Je ne veux pas détailler chacune des problématiques mentionnées, mais en voici malgré tout une petite liste:

  • Valorisation de la sagesse humaine au détriment de la sagesse de Dieu et de sa Parole. Ce qui entraine une tiédeur et un absence de pertinence pour le monde d’aujourd’hui.
  • Perte du focus sur l’Évangile et le salut par grâce au profit d’une propre justice, de nos efforts pour devenir meilleur.
  • Le focus est mis sur nous plutôt que sur Christ
  • Recherche du miraculeux a tout prix plutôt que de Dieu lui-même.
  • Dénigrement de ceux qui veulent rester attachés aux valeurs et aux vérités immuables de l’évangile.

Je crois qu’on peut résumer toutes ces problématiques en une phrase de ce texte: « Qu’on se souvienne à jamais que c’est toi le seul maître! » Quand Jésus n’a plus la première place, notre coeur et notre attention sont soumis à d’autres priorités: NOUS!

Nous avons besoin en tous temps et en toutes circonstances de laisser à Jésus la place qui lui revient. Celle que nous lui avons cédé le jour où nous avons compris que sans Lui, notre vie était vouée à l’échec et à la destruction. Nous avons besoin constamment de prendre notre croix et d’accepter de mourir à nous-même pour que Sa vie puisse abonder en nous.

Si Jésus n’a plus la première place alors nous pouvons avoir la forme extérieure, nous pouvons continuer a nous appeler « église », nous pouvons même continuer à prier, mais en réalité nous avons mis Jésus, la Parole vivante en dehors de nos vies et de nos priorités.

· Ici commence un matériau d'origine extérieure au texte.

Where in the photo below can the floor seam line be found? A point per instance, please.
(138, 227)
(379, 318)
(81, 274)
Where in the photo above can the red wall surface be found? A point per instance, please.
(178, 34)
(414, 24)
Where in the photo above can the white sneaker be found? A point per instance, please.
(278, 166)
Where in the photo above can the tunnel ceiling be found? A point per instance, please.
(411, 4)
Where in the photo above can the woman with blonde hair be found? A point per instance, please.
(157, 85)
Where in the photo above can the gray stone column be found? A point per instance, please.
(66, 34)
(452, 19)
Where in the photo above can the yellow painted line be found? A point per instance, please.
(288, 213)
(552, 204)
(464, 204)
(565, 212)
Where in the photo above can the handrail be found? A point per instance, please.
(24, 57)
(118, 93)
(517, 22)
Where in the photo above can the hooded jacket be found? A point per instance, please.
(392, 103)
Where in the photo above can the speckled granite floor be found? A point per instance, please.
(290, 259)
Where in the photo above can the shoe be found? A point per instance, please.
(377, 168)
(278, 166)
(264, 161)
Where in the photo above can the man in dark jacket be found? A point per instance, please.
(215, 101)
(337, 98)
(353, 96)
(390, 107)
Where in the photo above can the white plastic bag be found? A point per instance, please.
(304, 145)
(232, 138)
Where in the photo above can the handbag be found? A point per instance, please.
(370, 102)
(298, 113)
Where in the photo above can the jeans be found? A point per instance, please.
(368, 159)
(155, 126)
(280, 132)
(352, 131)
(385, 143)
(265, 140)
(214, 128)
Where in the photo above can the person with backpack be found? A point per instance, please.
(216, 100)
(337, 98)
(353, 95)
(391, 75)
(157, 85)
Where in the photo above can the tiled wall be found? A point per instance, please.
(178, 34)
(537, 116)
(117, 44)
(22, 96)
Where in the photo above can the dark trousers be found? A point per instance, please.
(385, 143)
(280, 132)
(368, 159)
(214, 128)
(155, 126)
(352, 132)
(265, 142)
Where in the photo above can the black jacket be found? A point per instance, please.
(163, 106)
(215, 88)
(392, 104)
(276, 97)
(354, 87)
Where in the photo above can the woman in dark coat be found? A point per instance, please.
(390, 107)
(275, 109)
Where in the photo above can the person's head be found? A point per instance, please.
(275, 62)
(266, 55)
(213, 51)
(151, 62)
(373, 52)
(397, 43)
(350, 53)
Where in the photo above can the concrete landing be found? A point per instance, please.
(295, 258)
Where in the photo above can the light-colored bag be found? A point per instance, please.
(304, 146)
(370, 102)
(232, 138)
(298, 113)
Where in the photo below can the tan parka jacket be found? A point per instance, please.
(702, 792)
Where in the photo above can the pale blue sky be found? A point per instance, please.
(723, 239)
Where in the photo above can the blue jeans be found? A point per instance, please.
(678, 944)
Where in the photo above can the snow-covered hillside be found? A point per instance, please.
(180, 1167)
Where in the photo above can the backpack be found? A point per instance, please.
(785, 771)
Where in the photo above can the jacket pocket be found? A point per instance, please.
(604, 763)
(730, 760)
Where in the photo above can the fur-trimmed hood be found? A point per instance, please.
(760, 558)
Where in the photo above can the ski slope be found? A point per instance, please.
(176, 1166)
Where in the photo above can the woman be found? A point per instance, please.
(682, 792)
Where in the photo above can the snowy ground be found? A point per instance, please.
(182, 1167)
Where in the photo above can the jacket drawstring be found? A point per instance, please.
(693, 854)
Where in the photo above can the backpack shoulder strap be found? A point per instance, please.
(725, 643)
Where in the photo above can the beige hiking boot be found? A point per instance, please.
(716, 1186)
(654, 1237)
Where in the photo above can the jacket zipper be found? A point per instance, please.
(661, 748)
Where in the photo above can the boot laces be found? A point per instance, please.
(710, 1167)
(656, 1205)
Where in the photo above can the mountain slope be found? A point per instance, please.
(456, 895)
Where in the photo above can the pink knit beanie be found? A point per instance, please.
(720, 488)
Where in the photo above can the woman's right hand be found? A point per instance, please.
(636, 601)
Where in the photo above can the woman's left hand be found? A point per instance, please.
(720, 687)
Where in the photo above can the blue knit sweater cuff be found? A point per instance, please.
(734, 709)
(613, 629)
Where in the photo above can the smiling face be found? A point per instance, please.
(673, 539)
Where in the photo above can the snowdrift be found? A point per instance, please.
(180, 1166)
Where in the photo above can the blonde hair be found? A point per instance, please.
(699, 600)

Jésus lui-même nous a prévenu de ces réalités:

« Je connais tes œuvres. Je sais que tu n’es ni froid ni bouillant. Puisses-tu être froid ou bouillant! Ainsi, parce que tu es tiède, et que tu n’es ni froid ni bouillant, je te vomirai de ma bouche. Parce que tu dis: Je suis riche, je me suis enrichi, et je n’ai besoin de rien, et parce que tu ne sais pas que tu es malheureux, misérable, pauvre, aveugle et nu, je te conseille d’acheter de moi de l’or éprouvé par le feu, afin que tu deviennes riche, et des vêtements blancs, afin que tu sois vêtu et que la honte de ta nudité ne paraisse pas, et un collyre pour oindre tes yeux, afin que tu voies. Moi, je reprends et je châtie tous ceux que j’aime. Aie donc du zèle, et repens-toi. Voici, je me tiens à la porte, et je frappe. Si quelqu’un entend ma voix et ouvre la porte, j’entrerai chez lui, je souperai avec lui, et lui avec moi. »

 Nouvelle édition de Genève. (1979). (Re 3:15–20). Romanel-sur-Lausanne: Société Biblique de Genève.

Veillons à ne jamais le mettre dehors, et si nous avons endurci notre coeur alors veillons à le laisser entrer à nouveau, veillons à le laisser régner totalement sur nos vies.